# Time for a Pipe Bomb



## AgentJuggernaut (Apr 12, 2011)

So, today has been a day dedicated to the early celebration of my birthday. Overall, it's been a great day, had lunch at Tucano's a Brazilian grill... and then went with the wife to pick up birthday gifts for myself and her mother (not necessarily in that order)... and when I got home, I immediately smelt sort of a chargrilled smell. I thought maybe it was my neighbor Joe burning something on his Hibachi. Turns out it was my mailbox, thanks to one johnmoss. 








While I was cleaning up from the bombing of the mailbox, I came inside and found that my wife had bombed me as well, with a cupcake bouquet... I do love me some cupcakes. Incidentally, the birthday gift she picked up for me were some mason jars, as it turns out I needed them sooner than anticipated.

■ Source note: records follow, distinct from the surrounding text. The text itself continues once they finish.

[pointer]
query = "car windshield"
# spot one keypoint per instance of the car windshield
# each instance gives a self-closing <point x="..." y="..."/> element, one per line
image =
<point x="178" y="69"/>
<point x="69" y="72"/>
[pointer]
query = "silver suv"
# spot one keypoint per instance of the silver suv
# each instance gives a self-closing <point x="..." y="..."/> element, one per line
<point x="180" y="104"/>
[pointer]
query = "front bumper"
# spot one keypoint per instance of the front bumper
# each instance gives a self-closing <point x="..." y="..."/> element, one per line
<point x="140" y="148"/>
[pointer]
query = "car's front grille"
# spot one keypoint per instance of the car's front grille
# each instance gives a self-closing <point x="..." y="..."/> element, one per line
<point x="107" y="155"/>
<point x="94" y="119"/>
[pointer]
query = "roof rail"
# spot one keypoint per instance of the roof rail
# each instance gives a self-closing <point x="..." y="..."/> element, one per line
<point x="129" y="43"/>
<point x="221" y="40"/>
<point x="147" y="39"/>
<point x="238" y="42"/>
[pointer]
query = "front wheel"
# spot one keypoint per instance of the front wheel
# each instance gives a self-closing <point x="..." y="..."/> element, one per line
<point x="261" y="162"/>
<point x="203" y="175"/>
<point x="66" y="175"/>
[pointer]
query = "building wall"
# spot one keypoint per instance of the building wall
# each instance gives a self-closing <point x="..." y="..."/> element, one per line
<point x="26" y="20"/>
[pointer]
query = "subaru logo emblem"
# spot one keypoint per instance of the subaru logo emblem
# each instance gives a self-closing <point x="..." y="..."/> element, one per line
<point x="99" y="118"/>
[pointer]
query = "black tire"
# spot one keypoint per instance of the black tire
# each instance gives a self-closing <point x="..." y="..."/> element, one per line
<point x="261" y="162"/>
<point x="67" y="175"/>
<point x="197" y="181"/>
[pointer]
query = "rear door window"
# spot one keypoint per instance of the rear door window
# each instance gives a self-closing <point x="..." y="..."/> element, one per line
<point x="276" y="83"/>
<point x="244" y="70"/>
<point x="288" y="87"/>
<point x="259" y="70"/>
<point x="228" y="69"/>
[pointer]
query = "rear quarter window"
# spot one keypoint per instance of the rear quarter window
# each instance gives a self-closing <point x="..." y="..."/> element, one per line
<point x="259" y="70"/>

There will be return fire, but for now, I think I want to talk my neighbor Joe into breaking out the hibachi.


----------



## Blue_2 (Jan 25, 2011)

Early Happy Birthday!


----------



## 36Bones (Aug 18, 2011)

Sticks and baccy and cupcakes? WINNING!!! arty: Happy Birthday!!!


----------



## DSturg369 (Apr 6, 2008)

Sweet bombs all around! :tu


----------



## johnmoss (Jun 18, 2010)

Hope you enjoy....and Happy Birthday.


----------



## hardcz (Aug 1, 2007)

Nice one John


----------